Introduction
I have been working on an AI learning company for two months that provides interesting knowledge and images whenever you have questions in your mind. For example, if you want to ask about 3D printing, the AI can generate information on that topic. This is one example that AI generates.
As an LLM Engineer, a significant portion of my work involves ensuring the quality of content and images. I evaluate whether the content provides meaningful information or is just a collection of meaningless words. I also check whether the images are relevant to the content. If you work on AI-generated images, you are likely familiar with the issues that AI faces. For example, people may appear distorted in the images, and the AI may generate lots of meaningless text.
Here are some of the things I have learned in my first two months on the job.
Simple instruction for LLM is usually better.
Before I joined, the old pipeline our company used had one prompt and asked AI to fit in 100 requirements. They asked AI to provide something interesting, be fun and engaging, avoid filler words, and not do certain things. They also asked AI to format some texts in style A, some in style B, and some in style C, D, E, F, G. When they asked AI to do so many things, AI became overwhelmed and the results were very poor.
However, if we understand that LLM/transformer is a series of predictions for the next word with some emphasis window (self-attention mechanism), we probably want to make sure AI can understand the one important goal and bias toward it rather than trying to achieve many goals at the same time. That’s why it’s usually better to do a chain if we have multiple objectives, but the trade-off will be latency. That’s why based on my experience the simpler the instruction, the better the performance.
Note: In addition, we also want to be aware of the initial dataset that it was trained on. Is our questioning format the same as the format that it was trained on? We should align our format with those.
Only Problems That Form a Pattern Are Worth Solving.
However, team members without a technical background may not understand it, and I often receive complaints such as “This image is off” or “That content is horrible”.
To be fair, I can make sure to resolve one specific content they complain about by specifying instructions. But is it worth the cost of the other 100 pieces of content that are good? So whenever my team members complain about content or image quality, the first question I ask myself is usually:
Is it a corner case or a pattern?
If it isn’t a pattern, it probably isn’t worth solving.
Keen Observations are the Key to Resolving LLM Problems.
One week, our founder kept saying “Our image AI is on LSD!” because the images the AI-generated were often rainbow-colored, crystal-like complicated patterns, and had a mix of colors in the background. To them, it seemed like the world was collapsing because everything was scary. However, when I looked into the problem, I noticed that all the “LSD images” were because the content was introducing abstract topics such as social justice and equality. The AI didn’t know how to draw them, so they got creative.
After giving them prompts to generate more concrete objects, many images became significantly better.
“Great work, Esther!” My founder beamed. Little did he know that it only took me less than an hour to figure this out and resolve this issue that seemed to be so large in scale. When this technology is so new, a scientific mindset such as observation, hypothesis, and experimentation is my toolkit.
The trade-off in LLM
The Trade-off Between Depth and Length, and Tone
When my team expressed dissatisfaction with the content quality, saying things such as “the texts are too long,” “the content isn’t informative,” and “there is no personality in the text,” I provided several examples to illustrate how content often represents a trade-off between various factors.

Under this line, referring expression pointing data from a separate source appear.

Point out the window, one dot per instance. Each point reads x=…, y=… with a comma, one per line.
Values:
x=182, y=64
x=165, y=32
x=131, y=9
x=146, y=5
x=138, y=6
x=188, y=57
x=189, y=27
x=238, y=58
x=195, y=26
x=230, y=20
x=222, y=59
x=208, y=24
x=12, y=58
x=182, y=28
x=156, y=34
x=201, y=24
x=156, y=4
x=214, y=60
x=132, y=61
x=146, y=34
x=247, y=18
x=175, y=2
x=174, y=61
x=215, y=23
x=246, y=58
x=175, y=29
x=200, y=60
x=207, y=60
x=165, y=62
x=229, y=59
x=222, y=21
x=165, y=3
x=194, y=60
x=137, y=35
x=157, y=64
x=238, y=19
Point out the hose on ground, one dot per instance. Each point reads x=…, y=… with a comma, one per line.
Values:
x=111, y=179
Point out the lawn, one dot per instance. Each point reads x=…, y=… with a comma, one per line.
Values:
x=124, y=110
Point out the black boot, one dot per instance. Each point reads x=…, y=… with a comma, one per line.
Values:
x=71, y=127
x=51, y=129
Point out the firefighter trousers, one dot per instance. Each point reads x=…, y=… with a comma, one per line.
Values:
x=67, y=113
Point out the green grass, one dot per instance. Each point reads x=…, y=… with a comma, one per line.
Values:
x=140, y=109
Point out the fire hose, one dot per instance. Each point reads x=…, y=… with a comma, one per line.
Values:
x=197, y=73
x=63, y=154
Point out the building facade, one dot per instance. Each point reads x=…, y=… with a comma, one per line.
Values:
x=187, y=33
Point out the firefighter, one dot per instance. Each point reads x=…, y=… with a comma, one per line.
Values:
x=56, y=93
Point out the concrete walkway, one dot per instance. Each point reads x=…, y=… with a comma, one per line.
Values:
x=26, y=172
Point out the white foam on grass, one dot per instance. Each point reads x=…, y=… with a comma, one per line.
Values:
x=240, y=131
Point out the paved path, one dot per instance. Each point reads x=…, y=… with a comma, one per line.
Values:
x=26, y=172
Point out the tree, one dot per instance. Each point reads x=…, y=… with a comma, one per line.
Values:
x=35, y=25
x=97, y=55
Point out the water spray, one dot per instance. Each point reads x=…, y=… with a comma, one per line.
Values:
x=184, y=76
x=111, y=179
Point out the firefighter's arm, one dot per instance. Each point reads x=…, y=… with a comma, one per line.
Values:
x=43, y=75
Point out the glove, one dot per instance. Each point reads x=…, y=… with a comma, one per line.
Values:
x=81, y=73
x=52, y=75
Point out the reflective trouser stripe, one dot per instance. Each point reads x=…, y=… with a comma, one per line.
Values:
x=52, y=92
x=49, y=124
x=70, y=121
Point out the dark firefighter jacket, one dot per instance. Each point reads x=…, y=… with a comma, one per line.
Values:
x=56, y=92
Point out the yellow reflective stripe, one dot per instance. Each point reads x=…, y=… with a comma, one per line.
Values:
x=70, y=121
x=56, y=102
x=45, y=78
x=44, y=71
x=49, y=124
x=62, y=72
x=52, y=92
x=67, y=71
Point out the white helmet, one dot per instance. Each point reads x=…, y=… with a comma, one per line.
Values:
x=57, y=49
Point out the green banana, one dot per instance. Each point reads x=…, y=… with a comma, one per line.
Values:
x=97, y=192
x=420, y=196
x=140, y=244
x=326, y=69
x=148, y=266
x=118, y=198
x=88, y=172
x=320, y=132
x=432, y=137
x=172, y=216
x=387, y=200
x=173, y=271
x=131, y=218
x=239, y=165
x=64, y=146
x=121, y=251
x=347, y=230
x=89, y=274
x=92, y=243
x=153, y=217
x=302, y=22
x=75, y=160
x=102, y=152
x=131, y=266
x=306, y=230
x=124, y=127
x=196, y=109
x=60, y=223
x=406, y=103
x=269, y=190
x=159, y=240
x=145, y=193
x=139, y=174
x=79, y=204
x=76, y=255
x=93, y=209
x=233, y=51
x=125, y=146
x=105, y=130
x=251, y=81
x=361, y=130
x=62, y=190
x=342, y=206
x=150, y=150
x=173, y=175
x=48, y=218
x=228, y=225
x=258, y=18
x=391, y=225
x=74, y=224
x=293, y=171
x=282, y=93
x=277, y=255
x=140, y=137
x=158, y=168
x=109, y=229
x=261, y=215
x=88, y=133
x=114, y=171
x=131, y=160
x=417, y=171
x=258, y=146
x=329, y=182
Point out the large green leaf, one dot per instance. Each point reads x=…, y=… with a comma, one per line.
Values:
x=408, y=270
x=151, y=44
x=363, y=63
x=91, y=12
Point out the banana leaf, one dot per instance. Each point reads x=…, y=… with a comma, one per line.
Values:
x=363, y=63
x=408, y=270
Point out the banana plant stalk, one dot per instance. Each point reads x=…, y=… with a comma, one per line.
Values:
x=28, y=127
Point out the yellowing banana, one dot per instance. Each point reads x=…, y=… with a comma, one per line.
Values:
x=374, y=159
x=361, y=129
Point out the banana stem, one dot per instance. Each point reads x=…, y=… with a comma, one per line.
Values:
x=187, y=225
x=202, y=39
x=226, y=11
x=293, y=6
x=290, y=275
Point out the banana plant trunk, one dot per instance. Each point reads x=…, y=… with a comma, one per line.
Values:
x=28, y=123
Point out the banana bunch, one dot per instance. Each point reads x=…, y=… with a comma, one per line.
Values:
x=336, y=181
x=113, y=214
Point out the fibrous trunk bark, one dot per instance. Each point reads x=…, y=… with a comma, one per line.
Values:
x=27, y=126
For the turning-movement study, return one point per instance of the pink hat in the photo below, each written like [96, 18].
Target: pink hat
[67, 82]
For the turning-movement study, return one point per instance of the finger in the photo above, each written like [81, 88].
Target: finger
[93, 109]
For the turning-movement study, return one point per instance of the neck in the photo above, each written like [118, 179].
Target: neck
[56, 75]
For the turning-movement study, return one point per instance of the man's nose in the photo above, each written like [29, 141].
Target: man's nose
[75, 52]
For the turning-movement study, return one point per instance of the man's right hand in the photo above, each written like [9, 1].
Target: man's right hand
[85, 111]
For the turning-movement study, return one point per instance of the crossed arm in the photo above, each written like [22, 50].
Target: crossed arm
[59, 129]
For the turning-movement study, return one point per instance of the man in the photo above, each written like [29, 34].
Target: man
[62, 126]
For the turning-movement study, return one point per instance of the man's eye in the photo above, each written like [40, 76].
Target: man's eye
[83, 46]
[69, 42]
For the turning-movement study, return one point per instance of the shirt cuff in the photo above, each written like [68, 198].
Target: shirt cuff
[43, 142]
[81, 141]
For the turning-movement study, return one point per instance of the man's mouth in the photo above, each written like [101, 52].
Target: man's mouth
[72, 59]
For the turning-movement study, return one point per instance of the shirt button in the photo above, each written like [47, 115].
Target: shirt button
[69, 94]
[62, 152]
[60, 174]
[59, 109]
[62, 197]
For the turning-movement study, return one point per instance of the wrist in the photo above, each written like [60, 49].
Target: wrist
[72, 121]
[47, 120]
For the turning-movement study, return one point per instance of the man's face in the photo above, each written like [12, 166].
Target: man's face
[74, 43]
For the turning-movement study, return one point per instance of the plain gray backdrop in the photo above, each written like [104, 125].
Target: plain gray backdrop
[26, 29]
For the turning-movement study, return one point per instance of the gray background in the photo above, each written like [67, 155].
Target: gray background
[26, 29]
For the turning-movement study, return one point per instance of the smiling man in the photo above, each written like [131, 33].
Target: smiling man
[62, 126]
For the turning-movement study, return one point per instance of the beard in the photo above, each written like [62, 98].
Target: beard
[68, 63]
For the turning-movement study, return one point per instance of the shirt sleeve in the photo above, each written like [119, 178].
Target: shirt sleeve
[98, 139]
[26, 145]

The following are three examples of writing about Giffen Goods:
As you can see,
Example 1 (Top): It has the most personality with an analogy to assist understanding. However, it has filler words, such as “Ever heard of Giffen goods?”
Example 2 (Middle): It still has some personality, and we successfully solved the problem of long texts. However, it suffers from some information loss.
Example 3 (Bottom): It has adequate information with an acceptable length, but now it looks like a boring textbook!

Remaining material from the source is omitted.